Anggi sudah sangat siap jika nanti bertemu dengan perempuan tersebut akan menjambak rambutnya, sementara Ronald sudah siap dengan spidolnya akan mencorat-coret wajah gadis tersebut.
Setelah menunggu hampir lima belas menit terdengar suara tawa dari sekelompok perempuan yang terlihat sedang menuruni tangga ke lantai dasar yaitu melewati Anggi dan juga Ronald.
"Eh, coba tadi sekalian aja tuh di fotoin."
"Iya tuh, biar tau rasa, si Ria. Emang enak." ucap salah satu perempuan dari lima orang itu.
"Besok deh, kita lanjutin rencana kit--" ucapan perempuan yang lain tertahan saat melihat Anggi dan juga Ronald yang sudah menatap kelompok mereka dengan tatapan siap menerkam seperti layaknya harimau kelaparan.
"LARI!" teriak salah satu perempuan cepat-cepat menaiki tangga namun hampir terjatuh kebelakang jika tidak ditahan oleh teman-temannya yang lain.
Mengapa tidak, pandangan mereka semua tertuju pada Wira dan juga Demar yang sudah berdiri di ujung tangga lantai dua, segera keduanya melangkah turun melewati anak tangga demi anak tangga satu persatu dengan santai, sangat santai.
Kelompok mereka sudah terkepung.
"Sini, lo, turun." pekik Anggi, sudah naik pitam.
"Ampun, gue engga segaja kok."
"Bacot, lo, gue dengar sendiri lo ngomong apa tadi." ucap Wira, kelompok mereka yang sudah dikepung oleh keempat orang itu terpaksa duduk di atas lantai tangga karena tidak tau lagi ingin lari kemana.
"Gue tanya, siapa yang jadi ketuanya disini?" tanya Demar sudah terlihat ingin menerkam sang ketua yang menyebabkan kejadian Ria tadi.
Semuanya pun segera menujuk ke arah seorang perempuan dengan jaket warna pink mudah, rambut yang dikucir dan juga bibir yang kelihatan merah sekali.
Demar pun menghela napas kasar, "Sialan, lo lagi... lo lagi."
Anggi pun menarik rambut perempuan tersebut, "Lo yang namanya Dita, kan?"

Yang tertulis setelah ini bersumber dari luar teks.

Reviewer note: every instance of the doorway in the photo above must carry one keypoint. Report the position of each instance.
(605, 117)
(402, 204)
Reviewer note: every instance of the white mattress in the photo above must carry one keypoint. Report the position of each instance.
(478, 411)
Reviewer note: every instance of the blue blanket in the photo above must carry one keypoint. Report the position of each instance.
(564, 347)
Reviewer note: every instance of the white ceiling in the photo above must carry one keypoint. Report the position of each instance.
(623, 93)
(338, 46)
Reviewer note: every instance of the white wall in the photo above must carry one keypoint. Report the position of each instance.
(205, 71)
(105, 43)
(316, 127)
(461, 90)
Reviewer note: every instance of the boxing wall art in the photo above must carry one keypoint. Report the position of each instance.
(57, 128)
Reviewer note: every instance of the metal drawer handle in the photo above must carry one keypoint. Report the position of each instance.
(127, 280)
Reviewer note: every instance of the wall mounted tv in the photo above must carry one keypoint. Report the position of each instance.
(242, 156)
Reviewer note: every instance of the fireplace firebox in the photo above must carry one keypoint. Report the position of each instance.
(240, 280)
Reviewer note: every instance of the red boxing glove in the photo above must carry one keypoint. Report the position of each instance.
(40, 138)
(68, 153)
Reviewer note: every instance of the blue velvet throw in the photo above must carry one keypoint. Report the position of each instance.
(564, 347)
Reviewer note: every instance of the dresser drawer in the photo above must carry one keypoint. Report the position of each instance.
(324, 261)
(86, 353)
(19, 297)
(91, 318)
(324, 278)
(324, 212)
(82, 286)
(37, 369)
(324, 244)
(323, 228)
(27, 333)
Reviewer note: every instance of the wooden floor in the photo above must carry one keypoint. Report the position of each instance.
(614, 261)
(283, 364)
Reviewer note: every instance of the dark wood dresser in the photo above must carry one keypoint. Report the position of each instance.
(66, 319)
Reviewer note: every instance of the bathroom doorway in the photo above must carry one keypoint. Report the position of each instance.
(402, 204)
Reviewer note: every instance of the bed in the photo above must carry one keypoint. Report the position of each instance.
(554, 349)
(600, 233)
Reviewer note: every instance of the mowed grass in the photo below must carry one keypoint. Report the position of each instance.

"I-iya, emang kenapa?" tanya Dita dengan nada sedikit menantang.
"Masih nanya lagi lo, kadal!"
"Gue bilang ke lo ya, sekali lagi lo buat Ria kayak tadi lagi, selesai hidup lo." setelah itu Anggi melepaskan Dita yang dari tadi terlihat sedang menahan sakit.
Demar lagi-lagi tidak bisa berbuat yang ia mau karena yang ia hadapi adalah seoarang perempuan, ia memang tidak sejahat itu jika yang dihadapinya adalah perempuan.
"Kali ini engga usah gue yang turun tangan, cukup temen gue Anggi yang turun tangan." setelah itu Demar melewati beberapa perempuan yang terlihat menyingkir membuka jalan untuk Demar dan juga Wira untuk lewat.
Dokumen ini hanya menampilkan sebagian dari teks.